- Promotional Poster
- Directed by: Ramy Imam
- Written by: Youssef Maaty
- Starring: Omar Sharif Adel Emam Lebleba
- Distributed by: Good News Group
- Release date: 1 August 2008;
- Country: Egypt
- Language: Egyptian Arabic

= Hassan and Marcus =

Hassan and Marcus (حسن ومرقص) is a 2008 Egyptian comedy-drama film starring Omar Sharif, Adel Emam and Lebleba. It is written by Youssef Maaty and directed by Ramy Imam.

==Plot==
When the lives of Mahmoud, a Muslim sheikh (Omar Sharif) and Boulos, a Christian priest (Adel Emam) are threatened by religious extremists on both sides, the Egyptian government inducts them into a witness protection program that requires them to disguise themselves as the Christian, Marcus Abdel-Shahid, and a Muslim sheikh, Hassan el-Attar, respectively.

When, unwittingly, they move into the same building, a friendship blossoms that must, along with a romance between the protagonists' children, withstand the difficulties of prejudice and social persecution.

Hassan and Marcus do not attempt to name the reasons for the tension between Christians and Muslims but, according to the political writer and Coptic Christian Sameh Fawzi, the conflicts have nothing to do with religion.

==Cast==
- Omar Sharif as Mahmoud/Marcus
- Adel Emam as Boulos/Hassan el Attar
- Lebleba as Matilda/Zeenat
- Hanaa El Shorbagy as Khairia
- Mohamed Emam as Gerges/Emad
- Shery Adel as Mariam/Fatima
- Ezzat Abou Aouf as Major General Mokhtar Salem
- Diaa El-Mirghani as Sheikh Mustafa
- Youssef Dawoud as George the Jeweler
- Edward as Hani
- Hassan Abdel Fattah as Bakery worker
- Hala Fakher as Amina, Major General Mokhtar's wife
- Abdallah Musharraf as Boulos's friend
- Hassan Mustafa as Sheikh Bilal
- Ahmed Sami Abdullah as Abdel Hadi
- Mustafa Haridi as Girgis's friend
- Mohamed Sharaf as Bakery worker
- Sayed Sadek as Extremist priest
- Merit Osama as Nancy
- Mohsen Mansour as Member of the Gamal
- Hanaa Abdel Fattah as William, the building owner
- Diaa Abdel Khaleq as Minya police officer
- Mounir Makram as One of the questioners in the mosque

==Background==
Being the first collaboration between Adel Emam and Omar Sharif, arguably the most prominent actors in Egypt and the Middle East, the movie was a much-anticipated summer blockbuster.

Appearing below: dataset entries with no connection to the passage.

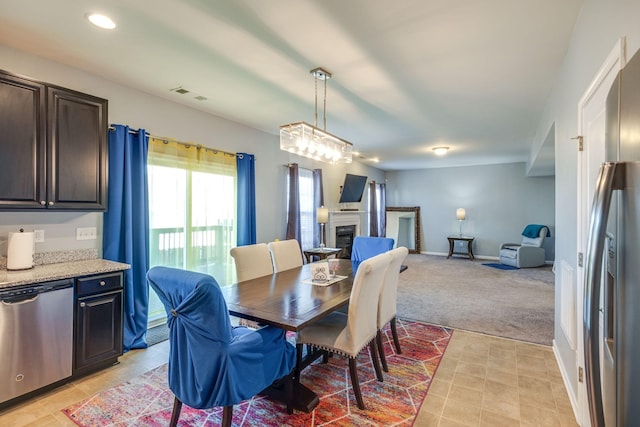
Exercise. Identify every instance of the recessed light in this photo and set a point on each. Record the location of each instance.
(101, 21)
(440, 151)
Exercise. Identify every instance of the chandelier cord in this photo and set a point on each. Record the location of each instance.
(324, 108)
(315, 78)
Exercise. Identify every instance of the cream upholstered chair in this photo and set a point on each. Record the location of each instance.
(286, 254)
(387, 302)
(252, 261)
(347, 335)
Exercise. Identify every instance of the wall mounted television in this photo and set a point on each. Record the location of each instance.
(353, 188)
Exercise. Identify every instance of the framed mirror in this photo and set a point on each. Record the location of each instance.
(403, 225)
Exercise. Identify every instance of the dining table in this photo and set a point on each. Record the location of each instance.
(290, 300)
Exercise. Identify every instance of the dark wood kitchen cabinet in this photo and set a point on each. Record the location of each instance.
(54, 148)
(98, 322)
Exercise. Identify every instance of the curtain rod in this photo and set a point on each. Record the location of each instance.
(186, 144)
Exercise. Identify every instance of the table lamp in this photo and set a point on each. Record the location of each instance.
(323, 217)
(461, 215)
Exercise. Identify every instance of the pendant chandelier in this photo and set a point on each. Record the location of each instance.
(307, 140)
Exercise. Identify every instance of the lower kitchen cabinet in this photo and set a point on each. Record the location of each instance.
(98, 322)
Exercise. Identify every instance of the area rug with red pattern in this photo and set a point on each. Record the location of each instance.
(147, 401)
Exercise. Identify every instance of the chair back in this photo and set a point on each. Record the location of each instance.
(252, 261)
(363, 302)
(366, 247)
(389, 291)
(286, 254)
(211, 363)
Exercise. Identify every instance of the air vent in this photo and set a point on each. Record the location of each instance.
(180, 90)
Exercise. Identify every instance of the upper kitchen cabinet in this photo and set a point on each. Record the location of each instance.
(54, 145)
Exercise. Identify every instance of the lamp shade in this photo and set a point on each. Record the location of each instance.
(322, 215)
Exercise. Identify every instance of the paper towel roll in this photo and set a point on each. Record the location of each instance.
(20, 248)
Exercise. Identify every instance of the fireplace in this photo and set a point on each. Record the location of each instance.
(344, 240)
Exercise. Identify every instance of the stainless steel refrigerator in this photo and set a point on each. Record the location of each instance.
(612, 277)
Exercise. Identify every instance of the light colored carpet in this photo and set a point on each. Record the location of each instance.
(465, 294)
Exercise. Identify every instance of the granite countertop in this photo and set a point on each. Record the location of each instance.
(57, 271)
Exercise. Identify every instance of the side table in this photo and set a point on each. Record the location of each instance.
(452, 240)
(321, 253)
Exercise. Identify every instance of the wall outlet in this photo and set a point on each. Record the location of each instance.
(86, 233)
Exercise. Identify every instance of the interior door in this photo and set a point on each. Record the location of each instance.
(592, 114)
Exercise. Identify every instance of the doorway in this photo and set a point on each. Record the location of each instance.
(591, 128)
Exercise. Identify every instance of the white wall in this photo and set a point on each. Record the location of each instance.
(164, 118)
(499, 200)
(600, 24)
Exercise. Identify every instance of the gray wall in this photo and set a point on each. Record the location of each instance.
(499, 201)
(165, 118)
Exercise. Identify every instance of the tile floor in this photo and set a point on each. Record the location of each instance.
(481, 381)
(493, 382)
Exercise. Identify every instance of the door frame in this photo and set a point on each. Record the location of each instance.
(594, 99)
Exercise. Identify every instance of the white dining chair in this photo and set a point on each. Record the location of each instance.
(347, 335)
(252, 261)
(286, 254)
(387, 301)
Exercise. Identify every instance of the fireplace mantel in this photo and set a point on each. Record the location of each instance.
(340, 218)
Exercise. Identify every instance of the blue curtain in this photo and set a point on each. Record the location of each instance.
(246, 199)
(293, 211)
(126, 226)
(318, 200)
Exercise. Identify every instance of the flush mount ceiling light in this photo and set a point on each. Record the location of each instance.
(310, 141)
(101, 21)
(440, 151)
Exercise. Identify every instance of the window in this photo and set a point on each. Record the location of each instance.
(192, 209)
(308, 225)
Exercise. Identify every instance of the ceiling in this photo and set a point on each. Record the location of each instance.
(408, 75)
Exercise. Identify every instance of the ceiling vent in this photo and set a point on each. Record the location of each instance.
(180, 90)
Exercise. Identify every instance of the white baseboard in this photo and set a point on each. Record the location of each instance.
(565, 379)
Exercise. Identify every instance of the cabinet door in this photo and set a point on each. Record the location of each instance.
(98, 330)
(77, 162)
(22, 143)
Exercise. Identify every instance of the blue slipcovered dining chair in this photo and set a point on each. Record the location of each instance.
(365, 247)
(210, 362)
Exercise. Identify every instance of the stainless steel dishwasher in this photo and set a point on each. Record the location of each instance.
(36, 336)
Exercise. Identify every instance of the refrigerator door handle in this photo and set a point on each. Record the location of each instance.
(609, 179)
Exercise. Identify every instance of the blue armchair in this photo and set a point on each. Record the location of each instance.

However, its message proved so controversial that Facebook groups sporting Adel Emam's picture in Coptic garb called for a boycott of his movies, and the resulting emotional distress is reported to have prompted Imam to move from his home in Cairo to a summer house in Porto Marina, a resort on Egypt's northern coast. Imam, Sharif and other collaborators on the film have vehemently defended its content and criticised many conservatives and religious extremists who consider it blasphemous.

==Themes==
The film addresses issues of religious extremism, intolerance and sectarian violence, and emphasises the possibility of friendship and love among members of different religions.

Imam said of the film:

I have declared war using art against the extremists—against those who foment differences between us. I hope Christians and Muslims will leave the cinema and embrace one another.